In the Jungle of MUD Hat

In the Jungle of MUD

Virtual worlds you can hook into - and get hooked on - are the latest rage on the computer networks


You're in a tropical rain forest, trying to decide whether to explore the ruined Maya temple in the distance or climb into the forest canopy overhead, where you might see some monkeys. Suddenly there's a yellow-brown jaguar sitting on the branch above you, flicking his tail from side to side, his yellow eyes fixed on yours. Maybe climbing a tree isn't such a good idea after all. You don't think jaguars eat people, but rather than find out, you head off across the forest floor, turning this way and that, until you manage to get yourself hopelessly lost.

Don't panic. Just hang up, take a deep breath, and log on again. You're not going to Panama, after all, just to a machine somewhere in Pittsburgh, Pennsylvania. And what you are exploring is not an exotic ecosystem but a computer system called a MUD.

MUDs (the name stands for Multi-User Dungeons) are the latest twist in the already somewhat twisted world of computer communications. A sort of poor man's virtual reality - created by using words, not expensive head-mounted displays - MUDS are a quantum leap over computer bulletin boards, where you not only meet and interact with other computer users from all over the world but build your own imaginary worlds as well. The first MUD was invented in 1979 as a way for British university students to play the fantasy game Dungeons & Dragons by computer. But in the past few years computer scientists have created new kinds of MUDs that are far removed from the D&D world. These quickly caught on among college students - and among the general computer-using population too. Suddenly new MUDs are sprouting up everywhere in cyberspace, in every size and shape.

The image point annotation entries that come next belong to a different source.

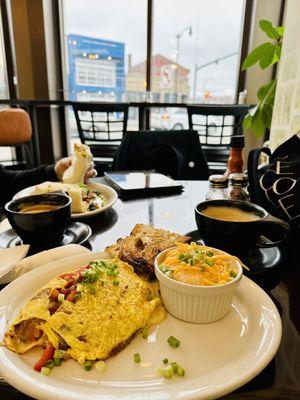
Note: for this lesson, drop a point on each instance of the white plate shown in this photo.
(218, 357)
(10, 257)
(109, 193)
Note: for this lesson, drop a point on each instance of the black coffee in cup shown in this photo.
(238, 226)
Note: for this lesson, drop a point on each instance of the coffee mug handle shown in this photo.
(266, 226)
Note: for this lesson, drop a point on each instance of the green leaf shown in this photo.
(247, 122)
(269, 57)
(280, 30)
(263, 90)
(258, 125)
(255, 55)
(278, 50)
(269, 29)
(267, 115)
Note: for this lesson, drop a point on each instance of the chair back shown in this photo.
(215, 125)
(101, 124)
(174, 153)
(15, 127)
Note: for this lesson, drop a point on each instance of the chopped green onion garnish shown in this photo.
(88, 365)
(45, 371)
(174, 366)
(169, 372)
(173, 342)
(57, 362)
(60, 297)
(79, 288)
(145, 332)
(59, 353)
(232, 274)
(169, 274)
(100, 366)
(160, 371)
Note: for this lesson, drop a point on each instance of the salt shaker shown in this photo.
(218, 188)
(238, 186)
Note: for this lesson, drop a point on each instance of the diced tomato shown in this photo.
(54, 294)
(47, 355)
(65, 291)
(71, 296)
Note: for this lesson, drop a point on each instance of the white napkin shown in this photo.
(39, 259)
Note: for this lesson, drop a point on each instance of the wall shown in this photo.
(286, 115)
(255, 76)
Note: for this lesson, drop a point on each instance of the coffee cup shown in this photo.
(40, 220)
(238, 226)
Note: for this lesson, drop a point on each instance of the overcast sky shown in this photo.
(216, 26)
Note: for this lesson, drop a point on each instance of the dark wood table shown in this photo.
(281, 378)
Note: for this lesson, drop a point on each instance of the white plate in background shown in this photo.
(109, 193)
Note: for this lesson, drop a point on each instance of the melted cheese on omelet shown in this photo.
(101, 322)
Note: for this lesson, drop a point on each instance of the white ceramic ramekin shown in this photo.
(193, 303)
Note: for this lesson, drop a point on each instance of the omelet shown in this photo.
(90, 313)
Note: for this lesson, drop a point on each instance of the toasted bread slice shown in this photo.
(144, 244)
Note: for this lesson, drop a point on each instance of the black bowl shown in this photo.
(239, 237)
(42, 229)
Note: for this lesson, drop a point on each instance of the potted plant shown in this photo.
(267, 54)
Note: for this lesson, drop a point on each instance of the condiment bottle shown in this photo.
(235, 160)
(238, 187)
(218, 188)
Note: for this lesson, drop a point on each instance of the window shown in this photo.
(7, 154)
(196, 48)
(105, 52)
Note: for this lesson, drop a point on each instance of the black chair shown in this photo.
(101, 126)
(215, 125)
(174, 153)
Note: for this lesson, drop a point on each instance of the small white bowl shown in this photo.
(194, 303)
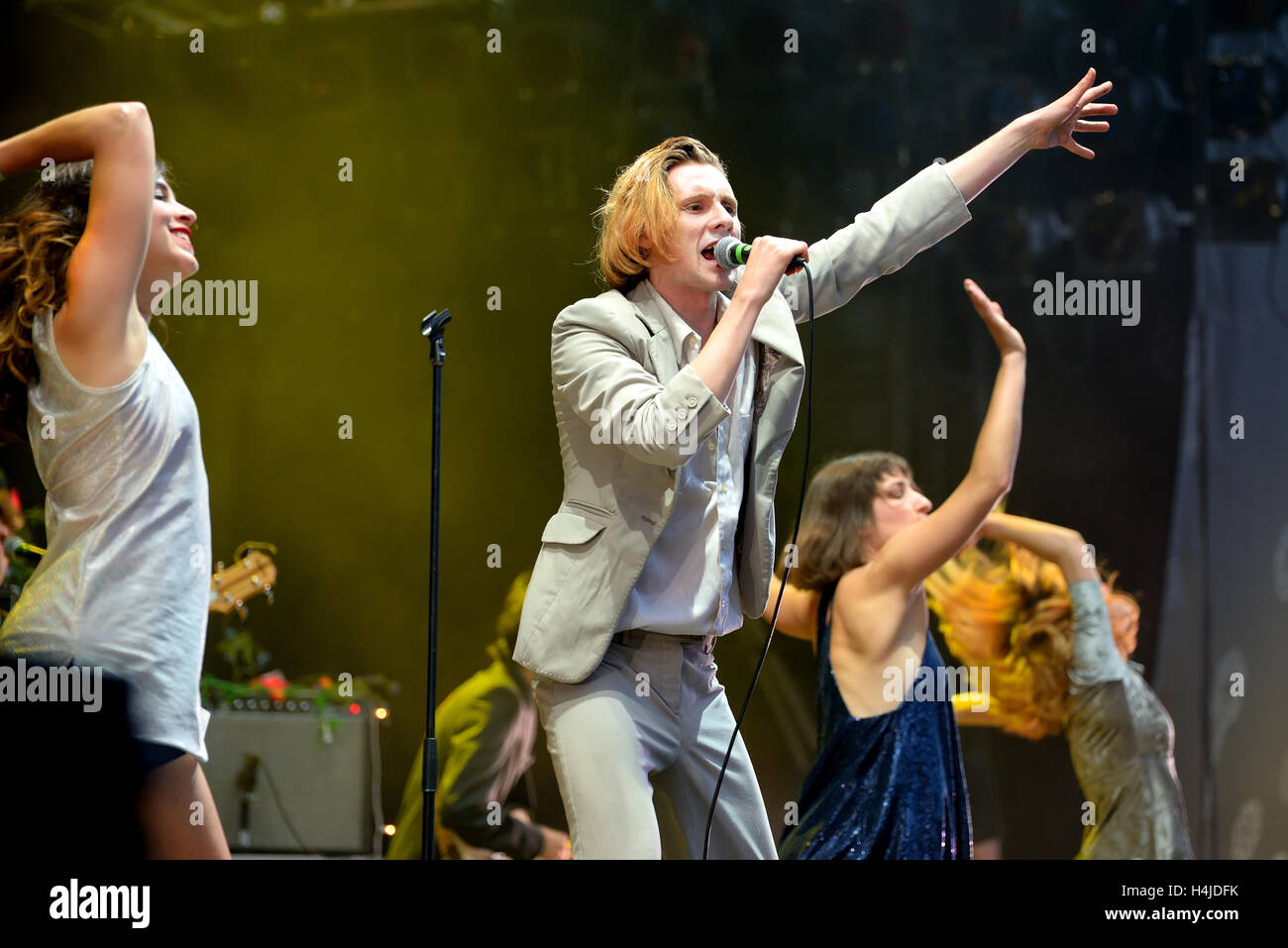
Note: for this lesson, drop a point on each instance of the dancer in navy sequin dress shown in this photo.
(888, 788)
(888, 782)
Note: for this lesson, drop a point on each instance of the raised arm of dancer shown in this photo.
(1044, 128)
(103, 270)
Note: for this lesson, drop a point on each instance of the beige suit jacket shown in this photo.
(629, 416)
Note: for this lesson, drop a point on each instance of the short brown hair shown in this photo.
(837, 517)
(642, 204)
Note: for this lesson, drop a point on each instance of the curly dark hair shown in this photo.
(37, 243)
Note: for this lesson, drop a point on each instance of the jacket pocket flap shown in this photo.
(570, 527)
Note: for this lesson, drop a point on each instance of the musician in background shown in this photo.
(11, 522)
(484, 729)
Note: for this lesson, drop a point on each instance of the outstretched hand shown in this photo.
(1055, 124)
(1005, 335)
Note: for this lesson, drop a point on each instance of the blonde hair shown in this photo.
(642, 204)
(1014, 617)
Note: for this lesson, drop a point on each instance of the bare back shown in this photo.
(877, 639)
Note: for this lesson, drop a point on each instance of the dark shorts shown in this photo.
(158, 755)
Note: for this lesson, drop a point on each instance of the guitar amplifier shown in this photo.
(296, 781)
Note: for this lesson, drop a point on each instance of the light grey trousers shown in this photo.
(636, 749)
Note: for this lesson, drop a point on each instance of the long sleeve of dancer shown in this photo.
(915, 215)
(1095, 657)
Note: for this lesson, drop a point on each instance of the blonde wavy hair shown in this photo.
(642, 204)
(37, 243)
(1016, 617)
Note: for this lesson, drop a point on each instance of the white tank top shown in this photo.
(125, 583)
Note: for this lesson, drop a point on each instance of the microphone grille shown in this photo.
(725, 250)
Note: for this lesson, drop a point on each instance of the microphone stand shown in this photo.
(433, 327)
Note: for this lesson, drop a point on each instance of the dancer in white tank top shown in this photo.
(116, 441)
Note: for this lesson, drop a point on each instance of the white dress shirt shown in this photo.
(690, 584)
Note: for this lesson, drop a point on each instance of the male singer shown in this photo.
(675, 393)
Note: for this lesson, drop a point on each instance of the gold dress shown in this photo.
(1121, 741)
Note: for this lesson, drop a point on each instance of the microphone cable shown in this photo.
(787, 570)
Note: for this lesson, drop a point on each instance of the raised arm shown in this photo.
(912, 554)
(103, 270)
(1046, 128)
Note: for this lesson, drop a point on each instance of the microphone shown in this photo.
(16, 545)
(730, 253)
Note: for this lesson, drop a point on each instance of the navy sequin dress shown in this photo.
(885, 788)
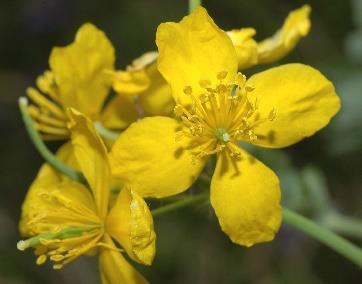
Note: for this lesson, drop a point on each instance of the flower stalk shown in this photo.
(42, 148)
(312, 229)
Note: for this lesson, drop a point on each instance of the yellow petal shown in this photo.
(134, 79)
(115, 269)
(246, 197)
(50, 205)
(246, 47)
(45, 179)
(303, 99)
(147, 157)
(79, 70)
(130, 81)
(130, 223)
(92, 158)
(157, 99)
(295, 26)
(194, 49)
(119, 113)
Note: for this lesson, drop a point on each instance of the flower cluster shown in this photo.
(172, 110)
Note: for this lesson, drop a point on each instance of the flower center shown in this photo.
(222, 135)
(220, 116)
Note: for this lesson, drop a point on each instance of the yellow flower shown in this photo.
(218, 108)
(249, 52)
(78, 78)
(143, 83)
(65, 219)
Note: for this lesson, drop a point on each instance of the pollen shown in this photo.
(221, 115)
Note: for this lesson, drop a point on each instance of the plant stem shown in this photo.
(106, 133)
(325, 236)
(193, 4)
(42, 148)
(344, 225)
(187, 201)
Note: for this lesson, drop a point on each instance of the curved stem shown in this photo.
(325, 236)
(345, 225)
(187, 201)
(105, 132)
(42, 148)
(193, 4)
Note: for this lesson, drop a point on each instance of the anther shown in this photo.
(222, 75)
(41, 259)
(188, 90)
(204, 83)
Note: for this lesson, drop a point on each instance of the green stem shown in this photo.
(325, 236)
(105, 132)
(193, 4)
(42, 148)
(187, 201)
(344, 225)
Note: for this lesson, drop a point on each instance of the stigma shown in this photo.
(222, 114)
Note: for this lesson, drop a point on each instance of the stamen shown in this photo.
(222, 115)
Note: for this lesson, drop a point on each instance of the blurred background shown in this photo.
(321, 176)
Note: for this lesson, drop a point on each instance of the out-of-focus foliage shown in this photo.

Some MUDs are fashioned after medieval villages, with town squares, blacksmiths and churches. Others re-create science-fiction and fairy-tale settings like C.S. Lewis' Narnia, Frank Herbert's Dune and the universe of Star Trek. Massachusetts Institute of Technology researchers have built a MUD model of their famous Media Lab, with offices and corridors corresponding to the real thing. One intrepid group of computer users constructed a section of the London Underground, complete with a virtual subway. MUDs come and go, drifting in and out of favor, but the current count is estimated at 300 worldwide, most of them accessible through the vast global computer grid called the Internet.

Playing in a MUD is like wandering through a literary maze. Scenes are sketched out in a phrase or two - a woody glade, a drafty cave - and you move from one to the other by typing commands: go west, climb up, enter castle. In your travels, you run into various objects (a giggling robot, a sleeping sloth) as well as other characters. These can be other players, logging on from a remote computer, or cleverly designed computer programs masquerading as humans. You can communicate with anyone you meet by either speaking (typing a message that appears on the other player's screen) or "emoting" (expressing a feeling or performing an action). In the early MUDs, players spent most of their time stabbing, clubbing or otherwise inflicting pain on other players. In more highly evolved MUDs, characters engage in all manner of intimate communications, including simulated sex.

Sex is tricky on the MUDs. Because you can be anything you want to be - a tall Xantian with purple eyes or a gorgeous earthling hunk - there is quite a bit of gender swapping going on. "A lot of men pretend to be women so they can have more virtual sex," says Amy Bruckman, an M.I.T. researcher studying social interaction on MUDS. "A lot of women pretend to be men so they'll be left alone." Tracy (not her real name), a 28-year-old writer, often assumes the identity of a macho, beer-guzzling, care-for-nothing college student. She says it gives her a chance to see how the other half lives - and to work out her frustration with the men she meets in her life off-line.

Committed MUDders find the experience highly addictive - much to the consternation of parents and computer-system administrators. Some students play as much as 80 hours a week, neglecting their schoolwork and overloading their local computer networks. Amherst College banned MUDs from the campus computer system in 1992; Australia has gone so far as to banish them from the continent.

Some educators are trying to find a way to channel all that creative energy. Education-technology researcher Barry Kort administers a child-oriented MUD in Cambridge, Massachusetts, where children learn by doing. Among its virtual worlds are the Land of Oz and a model of Yellowstone National Park, complete with spouting geysers and wandering moose. The Yellowstone world was built by a nine-year-old boy just back from a family vacation. Instead of writing about what he did on his summer vacation, says Kort, "he built a working model of his summer vacation."

Nobody has yet found a way to make money from MUDa, but commercial exploitation may not be far behind. Howard Rheingold, author of a new book on virtual communities, points out that many MUDs already have elaborate systems for tracking the points that players amass by finding treasures or killing enemies. Those systems could just as easily be used to amass dollars, says Rheingold. "As soon as somebody figures out a way to play for real money, you're going to see some real action."